Like any company, your business needs the best inventory costing method that works for you. It’s a big decision, and can be difficult to change since the method you choose affects your taxes, bank loans, management/shareholder reporting, and your ability to understand your broad financial picture; more specifically, your profit, costs, and budgets.
Finance employees that come from established companies may be tempted to start with a sophisticated costing method right away. However, the wrong method could hamper your ability to expand, obtain needed capital, and entice investors. That is why it is vitally important to choose the best costing method for your business up front.
Main considerations for selecting the best inventory costing method
The decision of the best inventory costing method to use can be boiled down to your capacity—specifically the human resources you have available, the amount of historical cost information you have, and what financial and analysis data outputs you want to see in the end.
- How many people can you dedicate to managing your accounting processes? Do your team members wear multiple hats? Or, do you have a defined cost accountant, controller, accounting manager and a CFO? If you have a few people who are responsible for many things, then a method such as FIFO or Average may be easier to manage. If you have established baselines and enough people to manage your system, you may be ready for a costing system such as Standard Cost that will provide visibility into where and how you can optimize your spending.

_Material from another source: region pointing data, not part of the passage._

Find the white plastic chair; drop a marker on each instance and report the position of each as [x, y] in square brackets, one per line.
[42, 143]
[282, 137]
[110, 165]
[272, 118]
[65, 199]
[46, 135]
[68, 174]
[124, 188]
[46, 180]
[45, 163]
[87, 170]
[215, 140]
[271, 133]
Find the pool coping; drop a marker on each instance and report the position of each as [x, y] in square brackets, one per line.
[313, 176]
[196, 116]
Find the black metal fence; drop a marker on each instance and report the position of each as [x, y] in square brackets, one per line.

- Do you have enough historical information on your inventory costs and amounts to determine a solid baseline for what is normal? If you don’t have a good baseline of how much you have, or how much it costs, you could experience wild variances that throw off your accounting. In the absence of historical information that allows you to clearly identify Standard Costs for your items, you may want to select a method that allows for automatic cost capturing, such as FIFO or Average Costing.
- What do you need from your data output at the end? Do you want inventory valuations to fluctuate with the cost of components, labor, etc.? Or, alternatively, do you want to standardize your valuation and be able to analyze variances as costs fluctuate with shifts, such as market changes?
To help you select the best inventory costing method for your business, we have identified some of the pros and cons for each of the three methods: Standard Cost, FIFO and Average Cost.
The Standard Costing method involves assigning “set”, predetermined costs to your inventory items for valuation. With Standard Costing, any differences between the actual costs and the standard costs will appear as variances, which can be flagged for investigation. We often see this as the costing method of choice for manufacturers because it provides the most feedback to identify areas of optimization in your inventory. However, this method requires more maintenance than other costing methods and takes more people to manage it, such as a designated cost accountant. This method is also trickier to implement and often benefits from engaging an experienced software consultant. Standard costs are great for more established businesses with strong processes already in place and stable inventory levels. For others it can be cumbersome if there are not enough employees or historical information to maintain the system.
First-in-First Out (FIFO) is a costing method that assumes that your oldest goods are sold first. Companies who need a low-maintenance inventory accounting system that will give them clear views of their actual costs at point of sale, but do not yet have the data to help establish standard costs, may find that FIFO costing is best for their business. We often see this method used in distribution companies where variance analysis is not as necessary.
Like FIFO, Average Cost may be considered easier to implement and maintain than Standard Cost. As the name indicates, the Average Costing method calculates and applies an average product cost. This option is particularly useful if you like to see your costs averaged out over time, rather than using exact actual costs like in FIFO. However, for companies that deal with large purchases, at higher or lower prices, the variance in averages can result in overstating or understating the value of your current inventory.
Best Inventory Costing Method Considerations
Regardless of which inventory costing method you choose, the outcomes should be similar. With the best inventory costing method for your business, you should be able to:
- Run an accurate inventory valuation
- Conduct an internal audit and pass an external audit
- Analyze variances for stronger management of your costs and inventory over time
- Revalue inventory that is not costed correctly
Keep in mind that while it is possible to change your inventory valuation method, it is an arduous and time-intensive process. We recommend putting in the work up front to identify and implement the right costing method that will last you the lifetime of your ERP. If you truly must make a change, your partner can guide you in planning for and implementing the necessary changes in your ERP. Be aware that you will need to notify the IRS if you deviate from your original costing method.
Always consult a financial professional if you are thinking of changing your costing method and consult a software professional when you are considering a new system. Regardless of who you partner with, spending the time to establish an accurate inventory valuation before implementing a new system will help to ensure an accurate baseline. The information in your new system will depend on it. Armed with this intel, you are hopefully in a better position to choose and implement the best inventory costing method for your business.